# Store-Bought Incubator or Homemade



## Dylanruenz (Aug 7, 2015)

My 15" Sulcata will be laying eggs within the next month, and I am looking to get prepared! I have been doing some research and came across Zoo Med and Exo Terra incubators that have had many different opinions. I have also heard homemade incubators "rarely" work.

Would you prefer store bought or homemade? Or what has been successful for you?

I will probably try a homemade incubator to start with, and this is what I will put together:
http://www.turtlestation.com/diy-homemade-incubator.html

Will it work? If not, what homemade incubators work? I plan on purchasing a store bought once I learn a bit more and get some experience.

In the future, what is the best incubator for $175 or less?
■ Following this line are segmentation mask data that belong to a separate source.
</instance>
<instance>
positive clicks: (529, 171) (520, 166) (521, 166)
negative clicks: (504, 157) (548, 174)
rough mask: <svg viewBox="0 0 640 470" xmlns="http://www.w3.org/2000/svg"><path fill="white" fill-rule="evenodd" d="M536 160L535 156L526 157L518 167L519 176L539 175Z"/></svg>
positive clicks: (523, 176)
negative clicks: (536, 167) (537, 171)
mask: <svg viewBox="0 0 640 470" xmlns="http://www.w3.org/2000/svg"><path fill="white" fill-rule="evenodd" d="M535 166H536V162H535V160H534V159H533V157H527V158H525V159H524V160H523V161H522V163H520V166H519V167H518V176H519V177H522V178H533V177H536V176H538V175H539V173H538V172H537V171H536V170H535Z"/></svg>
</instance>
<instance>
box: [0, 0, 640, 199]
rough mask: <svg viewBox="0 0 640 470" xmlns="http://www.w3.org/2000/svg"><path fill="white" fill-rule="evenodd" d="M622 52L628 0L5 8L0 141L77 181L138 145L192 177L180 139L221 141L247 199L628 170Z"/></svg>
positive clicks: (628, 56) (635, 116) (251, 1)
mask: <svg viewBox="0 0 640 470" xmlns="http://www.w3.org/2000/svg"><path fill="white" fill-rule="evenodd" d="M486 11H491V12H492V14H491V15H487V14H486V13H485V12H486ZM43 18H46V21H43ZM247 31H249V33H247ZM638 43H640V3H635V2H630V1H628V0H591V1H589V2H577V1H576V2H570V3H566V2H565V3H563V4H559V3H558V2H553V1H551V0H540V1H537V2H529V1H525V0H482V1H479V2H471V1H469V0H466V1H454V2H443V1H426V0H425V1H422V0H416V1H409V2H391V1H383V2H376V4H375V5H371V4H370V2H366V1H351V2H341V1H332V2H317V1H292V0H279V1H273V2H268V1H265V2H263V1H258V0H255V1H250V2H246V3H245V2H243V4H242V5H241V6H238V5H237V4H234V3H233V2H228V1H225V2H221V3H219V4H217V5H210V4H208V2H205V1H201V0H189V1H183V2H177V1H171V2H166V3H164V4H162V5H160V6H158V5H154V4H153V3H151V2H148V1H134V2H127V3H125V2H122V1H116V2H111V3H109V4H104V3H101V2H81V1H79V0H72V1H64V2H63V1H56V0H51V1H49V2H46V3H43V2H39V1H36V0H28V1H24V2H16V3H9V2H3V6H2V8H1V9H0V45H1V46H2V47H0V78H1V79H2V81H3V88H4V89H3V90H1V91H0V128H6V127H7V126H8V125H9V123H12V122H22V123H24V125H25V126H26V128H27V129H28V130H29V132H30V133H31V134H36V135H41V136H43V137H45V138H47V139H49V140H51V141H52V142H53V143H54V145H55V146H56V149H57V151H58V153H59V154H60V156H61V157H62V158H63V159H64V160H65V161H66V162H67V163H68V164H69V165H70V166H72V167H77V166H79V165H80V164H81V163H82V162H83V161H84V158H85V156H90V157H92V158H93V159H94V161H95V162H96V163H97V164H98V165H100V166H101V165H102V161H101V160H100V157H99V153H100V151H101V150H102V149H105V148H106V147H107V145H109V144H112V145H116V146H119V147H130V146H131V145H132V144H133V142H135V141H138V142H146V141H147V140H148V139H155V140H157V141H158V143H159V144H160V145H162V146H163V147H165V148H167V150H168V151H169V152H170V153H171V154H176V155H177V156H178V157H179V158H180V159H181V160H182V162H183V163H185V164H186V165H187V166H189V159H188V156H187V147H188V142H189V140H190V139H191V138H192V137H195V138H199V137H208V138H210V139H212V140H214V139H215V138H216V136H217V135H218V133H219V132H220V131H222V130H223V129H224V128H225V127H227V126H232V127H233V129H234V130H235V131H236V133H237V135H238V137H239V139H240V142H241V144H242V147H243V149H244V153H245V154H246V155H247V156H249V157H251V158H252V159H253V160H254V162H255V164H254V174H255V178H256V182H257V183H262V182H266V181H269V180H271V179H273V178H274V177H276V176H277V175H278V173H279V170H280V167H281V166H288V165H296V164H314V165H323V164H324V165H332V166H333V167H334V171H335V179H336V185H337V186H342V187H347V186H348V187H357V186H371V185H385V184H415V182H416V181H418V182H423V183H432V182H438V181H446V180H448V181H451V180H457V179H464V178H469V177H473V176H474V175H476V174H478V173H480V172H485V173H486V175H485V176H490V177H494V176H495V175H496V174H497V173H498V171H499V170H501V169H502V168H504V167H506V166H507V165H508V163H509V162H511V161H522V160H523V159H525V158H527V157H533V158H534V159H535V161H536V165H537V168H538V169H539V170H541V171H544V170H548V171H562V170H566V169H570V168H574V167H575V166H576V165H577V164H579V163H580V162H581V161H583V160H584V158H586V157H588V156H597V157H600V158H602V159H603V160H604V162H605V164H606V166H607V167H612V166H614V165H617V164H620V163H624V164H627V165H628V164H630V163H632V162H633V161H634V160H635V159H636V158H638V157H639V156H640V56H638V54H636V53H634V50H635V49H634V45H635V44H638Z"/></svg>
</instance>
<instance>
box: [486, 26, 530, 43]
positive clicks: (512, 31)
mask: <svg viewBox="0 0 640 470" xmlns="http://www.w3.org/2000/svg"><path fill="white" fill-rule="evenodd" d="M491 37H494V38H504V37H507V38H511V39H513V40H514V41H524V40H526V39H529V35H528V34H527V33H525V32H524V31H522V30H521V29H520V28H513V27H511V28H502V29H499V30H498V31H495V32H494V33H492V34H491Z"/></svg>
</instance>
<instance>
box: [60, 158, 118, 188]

Thank you all for helping answer my questions, I have already learned a TON!


----------



## Carol S (Aug 7, 2015)

I use the Hovabator incubator (WITHOUT FAN) and have had good luck with them. I hatched out 29 Russian hatchlings this year. I bought my incubators from LLLreptile.com.


----------



## wellington (Aug 7, 2015)

i just ordered the one linked below. Another member uses it for her Pancakes and recommended it. 
http://www.amazon.com/dp/B007571D2K/?tag=exoticpetnetw-20


----------